July 01, 2016
The city is reconsidering allowing rush-hour protests during the Democratic National Convention under a lawsuit settlement on Thursday, Philly.com reports.
It’s already approved some rush-hour protest permits, including that of the anti-poverty activists group Poor People's Economic Human Rights Campaign, which had spurred the lawsuit after being denied a permit to protest down Broad Street during peak hours.
The Pennsylvania chapter of the American Civil Liberties Union filed the lawsuit last week on behalf of the group.
Under the settlement, the Poor People's Economic Human Rights Campaign is now permitted to march from City Hall to the Wells Fargo Center beginning on July 25, the convention's opening day, but with a compromised start time of 2 p.m., rather than 3 p.m., as was originally planned.

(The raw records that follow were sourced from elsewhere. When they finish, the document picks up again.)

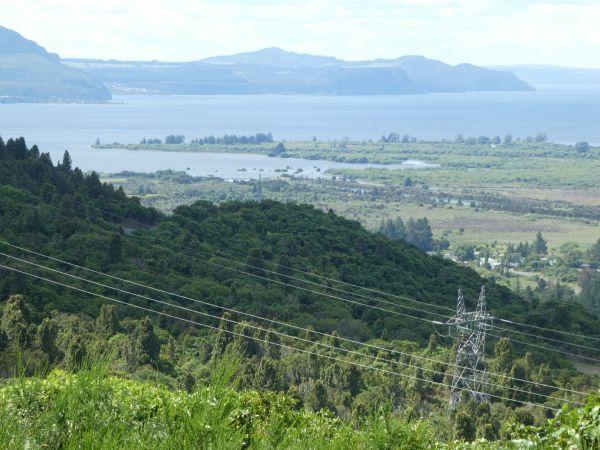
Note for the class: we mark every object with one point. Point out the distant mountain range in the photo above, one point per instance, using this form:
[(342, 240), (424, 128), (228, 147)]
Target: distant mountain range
[(28, 73), (276, 71)]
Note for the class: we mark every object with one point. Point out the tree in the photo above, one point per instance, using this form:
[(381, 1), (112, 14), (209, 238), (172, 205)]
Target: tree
[(464, 426), (46, 339), (316, 398), (594, 254), (147, 342), (540, 245), (67, 162), (503, 356), (114, 253), (590, 288), (15, 321), (107, 322), (76, 352), (465, 252)]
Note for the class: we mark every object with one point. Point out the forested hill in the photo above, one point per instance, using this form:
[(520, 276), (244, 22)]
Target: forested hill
[(59, 211), (28, 73)]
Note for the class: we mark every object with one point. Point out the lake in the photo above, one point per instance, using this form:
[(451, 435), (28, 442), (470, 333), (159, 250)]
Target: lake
[(565, 113)]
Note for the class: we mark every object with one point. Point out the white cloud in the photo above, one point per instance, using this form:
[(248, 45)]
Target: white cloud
[(478, 31)]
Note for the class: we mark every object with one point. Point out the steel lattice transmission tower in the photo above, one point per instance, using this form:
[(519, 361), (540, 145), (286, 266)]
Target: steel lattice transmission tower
[(469, 372)]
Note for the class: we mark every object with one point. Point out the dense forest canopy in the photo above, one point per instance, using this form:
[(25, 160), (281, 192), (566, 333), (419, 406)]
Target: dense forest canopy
[(57, 210)]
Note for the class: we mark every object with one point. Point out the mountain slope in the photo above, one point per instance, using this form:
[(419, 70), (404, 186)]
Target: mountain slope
[(276, 71), (28, 73), (54, 209)]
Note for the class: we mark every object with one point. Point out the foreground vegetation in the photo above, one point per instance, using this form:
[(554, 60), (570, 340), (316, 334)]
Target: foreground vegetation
[(91, 409), (282, 377)]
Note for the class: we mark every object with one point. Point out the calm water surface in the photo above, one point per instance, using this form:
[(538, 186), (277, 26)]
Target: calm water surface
[(565, 113)]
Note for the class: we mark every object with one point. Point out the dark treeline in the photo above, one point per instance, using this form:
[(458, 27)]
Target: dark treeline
[(52, 210), (417, 232), (231, 139)]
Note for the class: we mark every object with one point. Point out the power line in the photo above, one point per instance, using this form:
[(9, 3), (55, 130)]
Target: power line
[(262, 340), (316, 275), (256, 317), (335, 297), (574, 355), (330, 279), (324, 286), (547, 329), (243, 272), (547, 338)]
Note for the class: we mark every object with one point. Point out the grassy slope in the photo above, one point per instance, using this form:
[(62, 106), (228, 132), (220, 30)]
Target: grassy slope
[(94, 410), (91, 409)]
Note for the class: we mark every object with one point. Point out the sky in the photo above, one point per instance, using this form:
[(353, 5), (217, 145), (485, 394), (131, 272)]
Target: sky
[(484, 32)]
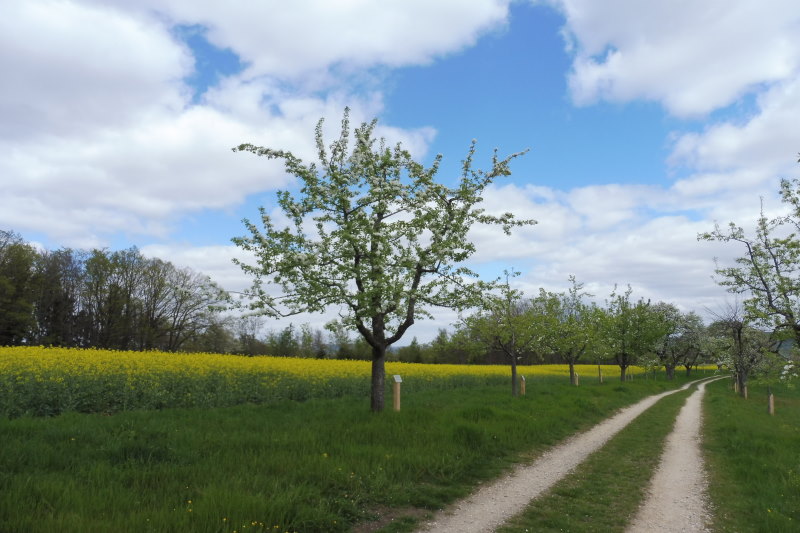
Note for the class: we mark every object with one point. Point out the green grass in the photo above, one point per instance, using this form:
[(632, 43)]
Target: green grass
[(605, 491), (753, 458), (320, 465)]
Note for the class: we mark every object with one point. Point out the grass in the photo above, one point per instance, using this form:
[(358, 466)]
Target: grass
[(753, 458), (314, 466), (605, 491)]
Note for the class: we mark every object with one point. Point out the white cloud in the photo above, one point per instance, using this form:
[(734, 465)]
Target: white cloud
[(100, 135), (693, 57), (296, 39), (70, 67)]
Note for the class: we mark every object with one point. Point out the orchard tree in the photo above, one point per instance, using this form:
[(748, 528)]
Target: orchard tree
[(629, 329), (747, 346), (679, 343), (508, 323), (570, 324), (372, 233), (769, 269)]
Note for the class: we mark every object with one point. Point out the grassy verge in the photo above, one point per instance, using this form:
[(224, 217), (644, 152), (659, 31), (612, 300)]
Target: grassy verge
[(320, 465), (753, 459), (605, 491)]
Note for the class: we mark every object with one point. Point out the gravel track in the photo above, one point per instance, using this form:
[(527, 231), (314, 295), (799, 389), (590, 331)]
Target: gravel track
[(677, 498), (498, 501)]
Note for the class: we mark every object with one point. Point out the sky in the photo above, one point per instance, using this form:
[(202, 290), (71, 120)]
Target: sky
[(646, 123)]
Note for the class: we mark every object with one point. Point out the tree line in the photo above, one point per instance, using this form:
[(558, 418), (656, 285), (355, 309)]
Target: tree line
[(100, 298)]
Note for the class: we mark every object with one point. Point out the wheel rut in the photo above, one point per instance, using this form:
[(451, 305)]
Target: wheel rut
[(494, 503)]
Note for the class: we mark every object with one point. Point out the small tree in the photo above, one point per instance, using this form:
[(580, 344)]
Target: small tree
[(679, 343), (769, 270), (372, 233), (629, 329), (747, 346), (506, 323), (570, 325)]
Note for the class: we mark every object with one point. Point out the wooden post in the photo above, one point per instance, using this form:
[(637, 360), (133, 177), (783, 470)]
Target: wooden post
[(396, 390), (771, 402)]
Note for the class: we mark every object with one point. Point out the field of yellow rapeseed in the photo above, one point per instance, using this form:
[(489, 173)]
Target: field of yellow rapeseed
[(48, 381)]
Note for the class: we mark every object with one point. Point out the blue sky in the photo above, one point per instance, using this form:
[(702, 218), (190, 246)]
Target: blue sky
[(646, 123)]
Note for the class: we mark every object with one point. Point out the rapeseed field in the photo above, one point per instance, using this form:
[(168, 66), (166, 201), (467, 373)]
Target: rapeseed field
[(49, 381)]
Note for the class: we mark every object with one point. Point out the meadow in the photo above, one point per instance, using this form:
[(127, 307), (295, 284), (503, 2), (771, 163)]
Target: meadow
[(155, 442), (49, 381), (754, 458)]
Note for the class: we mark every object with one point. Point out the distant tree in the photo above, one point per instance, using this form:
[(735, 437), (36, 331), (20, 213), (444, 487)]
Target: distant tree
[(769, 270), (58, 297), (570, 324), (17, 288), (747, 346), (508, 323), (629, 329), (386, 243), (411, 353), (680, 337)]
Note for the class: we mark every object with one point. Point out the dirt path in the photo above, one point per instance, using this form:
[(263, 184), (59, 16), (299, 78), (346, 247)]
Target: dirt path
[(495, 503), (677, 495)]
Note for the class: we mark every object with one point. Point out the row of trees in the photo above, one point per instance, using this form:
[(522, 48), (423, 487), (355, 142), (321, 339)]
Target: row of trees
[(98, 298), (372, 233)]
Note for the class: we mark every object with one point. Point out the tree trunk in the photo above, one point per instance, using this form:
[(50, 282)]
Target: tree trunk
[(513, 375), (741, 379), (378, 378)]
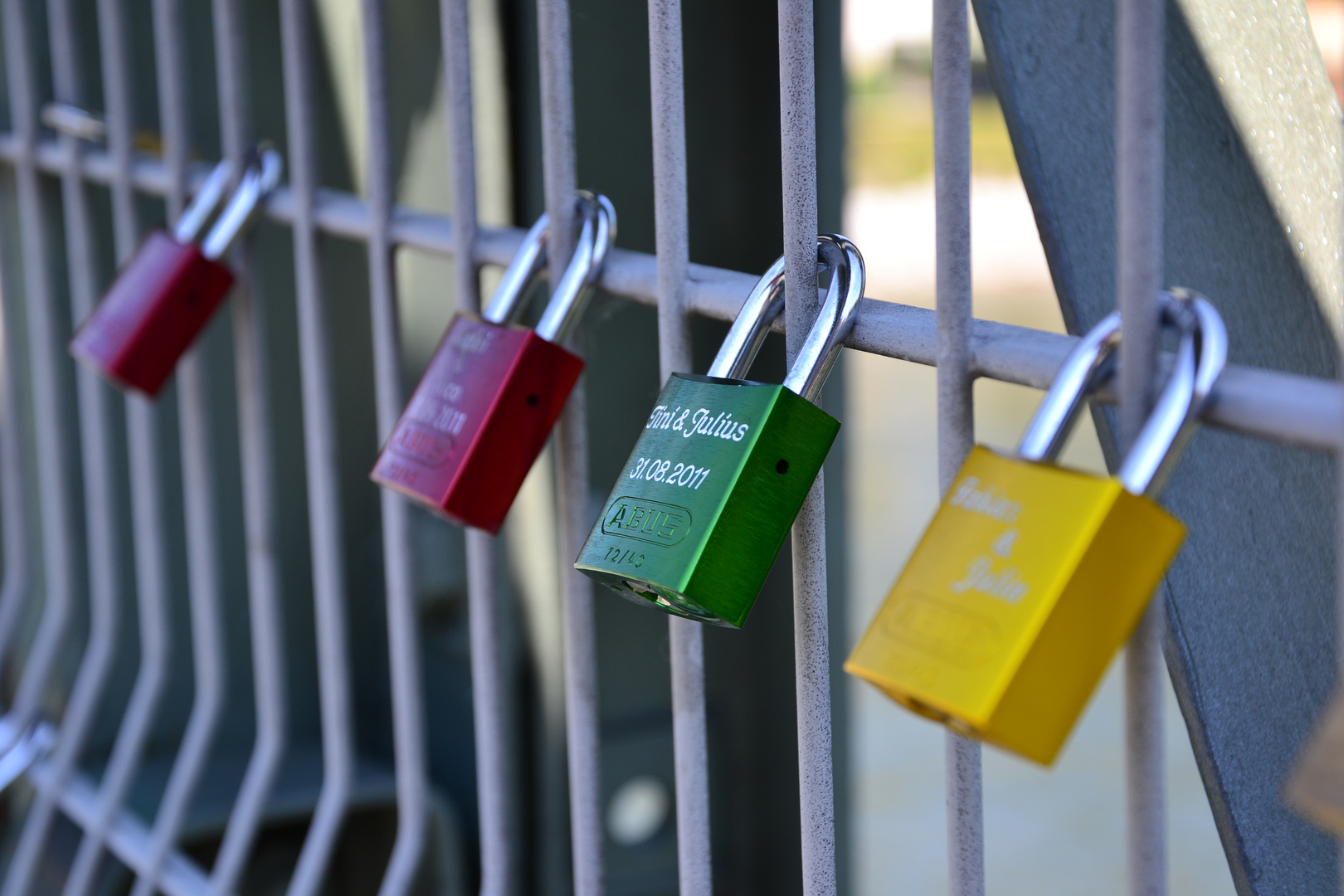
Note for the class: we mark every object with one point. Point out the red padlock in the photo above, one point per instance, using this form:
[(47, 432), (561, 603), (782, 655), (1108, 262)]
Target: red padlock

The permit allows them to protest through 6 p.m.
The city ban previous prohibited protesting between 7 to 9 a.m. and 3 to 6 p.m.
Mayor Jim Kenney's chief spokeswoman, Lauren Hitt, told Philly.com reporter Julia Terruso that despite the changes, there's still no plans to close Broad or surrounding Center City streets, though Hitt added short-term closures may come about.
Hitt said part of the reason the city settled is because it felt people might demonstrate despite the ban and a lack of permits, “so better to encourage them to get a permit" to better manage and avoid unnecessary disruptions to area residents and businesses.
According to Philly.com, the city has received at least 23 requests for demonstration permits and Honkala's was one of at least 10 so far approved.